2024年10月の衆院選挙で、与野党は最低賃金1500円を目標に掲げました。石破茂首相は、最低賃金を全国加重平均で1500円に引き上げるという政府目標の達成時期を、従来の2030年代半ばから2020年代へと前倒しすると公表しています。
この方針が実現すれば、倒産する中小企業が続出するという悲観的な声も聞かれます。そんな中で、派遣社員の平均時給はすでに1500円超を記録しています(2024年6月時点)。
派遣社員というと、正社員と比べて雇用が不安定な上、収入面でも恵まれていない経済的な弱者というイメージを持つ人も多いのではないでしょうか? 今回は、派遣で働く人の時給が1500円を超えている理由や、それに伴う派遣会社の倒産の実態について解説します。
派遣社員の時給が高くなったのは、人手不足など労働力の需要と供給のバランスの影響もありますが、政府の施策による部分が大きいです。
2020年4月以降の同一労働同一賃金の施策の中で、派遣社員が派遣先企業の正社員と同じ仕事をしている場合は待遇も同じにしなければならないと定められました。さすがにこの指針は現実的でないという声が派遣業界から挙がったため、厚生労働省は、労使協定方式といって国が集計している職種ごとの賃金統計と同等以上の賃金を派遣社員に支給する方法も認めました。
現在では、約9割の派遣会社が労使協定方式を選択しています。使用されている賃金統計は、正社員を含めたもののため、最低賃金の水準よりも高めに設定されています。

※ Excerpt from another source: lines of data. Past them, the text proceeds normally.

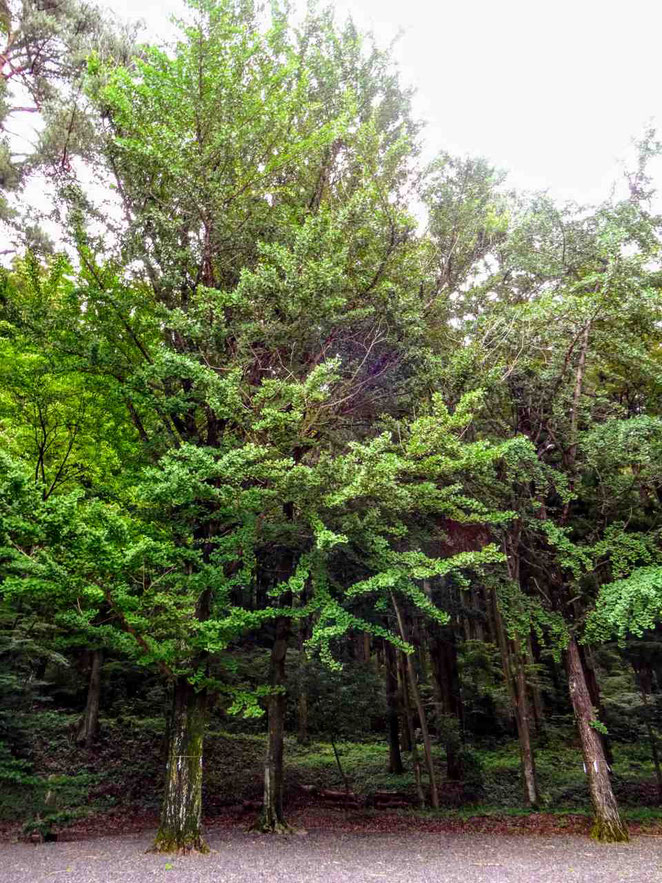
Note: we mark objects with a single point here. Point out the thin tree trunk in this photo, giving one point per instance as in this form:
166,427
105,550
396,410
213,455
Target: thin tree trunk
514,675
88,729
538,713
343,775
302,701
596,699
272,819
391,670
409,729
446,681
524,732
413,685
608,826
643,679
181,817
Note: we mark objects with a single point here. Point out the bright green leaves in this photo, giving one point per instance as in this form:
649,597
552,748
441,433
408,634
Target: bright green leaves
628,606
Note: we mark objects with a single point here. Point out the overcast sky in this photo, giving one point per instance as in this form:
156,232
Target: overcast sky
551,91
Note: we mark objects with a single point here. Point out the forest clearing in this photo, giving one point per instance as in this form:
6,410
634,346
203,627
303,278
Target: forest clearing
330,474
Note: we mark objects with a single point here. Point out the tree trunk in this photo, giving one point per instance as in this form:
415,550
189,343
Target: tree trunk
446,680
88,729
608,826
181,816
413,686
538,712
643,677
409,730
514,675
272,820
524,733
391,669
596,699
302,700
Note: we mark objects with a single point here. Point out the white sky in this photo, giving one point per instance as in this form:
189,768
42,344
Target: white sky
551,91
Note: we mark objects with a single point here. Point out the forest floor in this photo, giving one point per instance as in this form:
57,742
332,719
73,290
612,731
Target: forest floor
339,858
115,787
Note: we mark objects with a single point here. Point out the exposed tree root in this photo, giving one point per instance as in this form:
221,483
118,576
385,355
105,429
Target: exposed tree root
610,831
165,843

その結果、派遣社員の賃金が急上昇したのです。エン・ジャパンの調査によれば、東京・名古屋・大阪の三大都市圏では2024年9月時点での平均時給は1700円を超え、最低平均賃金1500円に満たない職種は、介護系と軽作業系の2職種という結果となっています。
筆者は派遣会社の顧問をしており、その賃金台帳を見る機会があるのですが、大半の派遣社員の平均時給が1500円超です。
もちろん派遣社員の大半は有期契約のため、業績や会社の方針の変化などにより契約が更新されないことも多々あります。最近では無期雇用派遣といって月給制の雇用形態で働く人も現れましたが、派遣社員の大半は時給制で働いています。
したがって、年末年始などの休みが多い月は収入が減ります。また賞与が支給されない人が大半を占めますので、実態は数字ほど恵まれているとはいえないでしょう。とはいえ、パート社員などはもとより中小企業の正社員よりも時給換算すれば高い給料をもらっている派遣社員がいるのは事実です。